De por sí, el proceso legislativo en Estados Unidos es complejo. Los novatos con ansia de protagonismo pronto quedan en ridículo; los experimentados tuercen las reglas, hasta donde se puede, para frenar o dejar pasar proyectos de ley. Todo ello bajo el intenso cabildeo de los intereses en juego, a los que se les permite financiar ilimitadamente campañas electorales.
Si a eso le añadimos que existe un empate en ambas cámaras y que la polarización es extrema, entenderemos: por qué el Congreso lleva dos décadas de parálisis; por qué los presidentes, frustrados por no poder sacar sus iniciativas, lanzan decretos que la Suprema Corte rechazará; por qué todos tienen tan decepcionada a la ciudadanía.
La situación en el Senado es crítica: para aprobar la mayoría de las leyes se requiere una mayoría del 60% y el reglamento facilita el bloqueo al no poner término al tiempo de deliberación.

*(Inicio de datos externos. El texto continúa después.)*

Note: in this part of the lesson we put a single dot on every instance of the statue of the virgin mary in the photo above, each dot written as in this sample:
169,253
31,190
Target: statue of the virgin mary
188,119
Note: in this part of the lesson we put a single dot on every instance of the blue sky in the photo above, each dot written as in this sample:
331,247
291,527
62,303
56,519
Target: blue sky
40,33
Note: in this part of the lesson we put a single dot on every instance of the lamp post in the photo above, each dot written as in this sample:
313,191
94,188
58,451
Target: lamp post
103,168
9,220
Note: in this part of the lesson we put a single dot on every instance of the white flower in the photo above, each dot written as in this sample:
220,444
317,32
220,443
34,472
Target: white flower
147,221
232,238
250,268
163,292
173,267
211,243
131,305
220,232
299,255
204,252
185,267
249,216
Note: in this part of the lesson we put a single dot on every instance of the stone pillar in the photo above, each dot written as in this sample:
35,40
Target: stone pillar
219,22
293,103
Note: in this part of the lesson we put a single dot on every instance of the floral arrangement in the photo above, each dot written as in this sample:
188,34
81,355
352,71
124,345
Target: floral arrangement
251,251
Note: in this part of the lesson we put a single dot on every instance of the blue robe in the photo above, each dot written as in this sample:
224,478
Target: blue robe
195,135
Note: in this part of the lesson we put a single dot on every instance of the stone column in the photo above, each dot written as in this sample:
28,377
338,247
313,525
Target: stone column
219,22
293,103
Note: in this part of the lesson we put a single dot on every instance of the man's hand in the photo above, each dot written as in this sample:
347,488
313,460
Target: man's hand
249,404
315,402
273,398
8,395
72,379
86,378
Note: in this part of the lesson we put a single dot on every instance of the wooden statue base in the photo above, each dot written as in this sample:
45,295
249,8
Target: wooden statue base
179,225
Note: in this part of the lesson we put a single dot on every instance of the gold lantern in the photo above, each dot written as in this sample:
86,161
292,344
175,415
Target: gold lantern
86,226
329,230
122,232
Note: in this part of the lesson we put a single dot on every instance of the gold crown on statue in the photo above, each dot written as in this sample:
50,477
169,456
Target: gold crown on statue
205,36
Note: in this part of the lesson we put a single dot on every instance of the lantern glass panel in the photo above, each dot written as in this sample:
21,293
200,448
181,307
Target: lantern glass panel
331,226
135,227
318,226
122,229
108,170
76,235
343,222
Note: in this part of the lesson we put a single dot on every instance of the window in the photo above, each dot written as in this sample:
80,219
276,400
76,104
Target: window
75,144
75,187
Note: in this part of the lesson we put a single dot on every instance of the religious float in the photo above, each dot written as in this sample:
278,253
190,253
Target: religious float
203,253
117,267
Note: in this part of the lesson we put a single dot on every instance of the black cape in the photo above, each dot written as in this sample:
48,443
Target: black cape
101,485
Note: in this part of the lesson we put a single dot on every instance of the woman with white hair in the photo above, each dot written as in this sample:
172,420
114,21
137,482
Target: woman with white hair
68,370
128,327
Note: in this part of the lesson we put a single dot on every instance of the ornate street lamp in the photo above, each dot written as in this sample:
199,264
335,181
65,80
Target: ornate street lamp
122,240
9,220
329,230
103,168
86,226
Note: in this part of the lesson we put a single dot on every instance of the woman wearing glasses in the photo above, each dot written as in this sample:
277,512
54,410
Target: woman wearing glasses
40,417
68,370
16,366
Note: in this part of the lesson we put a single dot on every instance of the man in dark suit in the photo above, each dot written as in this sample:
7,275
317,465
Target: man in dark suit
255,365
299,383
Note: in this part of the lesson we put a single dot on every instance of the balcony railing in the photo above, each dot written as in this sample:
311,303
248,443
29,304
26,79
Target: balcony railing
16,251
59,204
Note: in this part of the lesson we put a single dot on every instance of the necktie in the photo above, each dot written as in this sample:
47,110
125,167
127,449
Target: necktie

Eso ha llevado a que congresistas de ambos partidos abusen del mecanismo de reconciliación presupuestal. Ese dispositivo permite que, en la discusión del presupuesto, ciertos comités cambien, por montos específicos, el gasto, los ingresos, el déficit o los topes de deuda. En teoría, esas modificaciones no deben tener “intenciones presupuestarias”, es decir, sólo deben impactar incidentalmente el presupuesto. Además, el debate está limitado a 20 horas y sólo se requiere mayoría simple.
En ese marco se entiende que la desesperación haya llevado a los demócratas a meter, en dos paquetes legislativos, propuestas de muy diferentes temas, hasta sumar 4.7 trillones de dólares (billones para nosotros). Como comparación, el PIB de México en 2020 fue de 1.1 trillones de dólares.
Con ellos intentan reactivar la economía y el empleo, mejorar la productividad y la competitividad, pero, fundamentalmente, quieren dar impulso al estado de bienestar y conseguir con ello un mayor apoyo electoral.
El primer paquete, por 1.2 trillones financia proyectos de infraestructura y energía. El otro, por 3.5 trillones, a gastarse en 10 años, incluye inversiones para reducir las emisiones de carbón y electrificar vehículos, pero tiene, sobre todo, orientación social: educación preescolar y vocacional, expansión del servicio médico, vivienda y migración. Pretenden pasarlos junto con el presupuesto del siguiente año fiscal.
DILEMAS
En el Senado ya se acordó el primer paquete, luego de que los republicanos rasuraron muchos programas que se habían etiquetado como “infraestructura humana”. Nancy Pelosi se comprometió por escrito con los moderados de su partido a votarlo antes del 27 de septiembre, pero los progresistas quieren que se voten juntos los dos paquetes, lo que se ve cada vez más difícil. Si la vocera de la Cámara baja cumple lo ofrecido a los moderados, perderá el apoyo de los otros. Si no lo hace, los 19 republicanos que aceptaron el trato podrían echarse para atrás.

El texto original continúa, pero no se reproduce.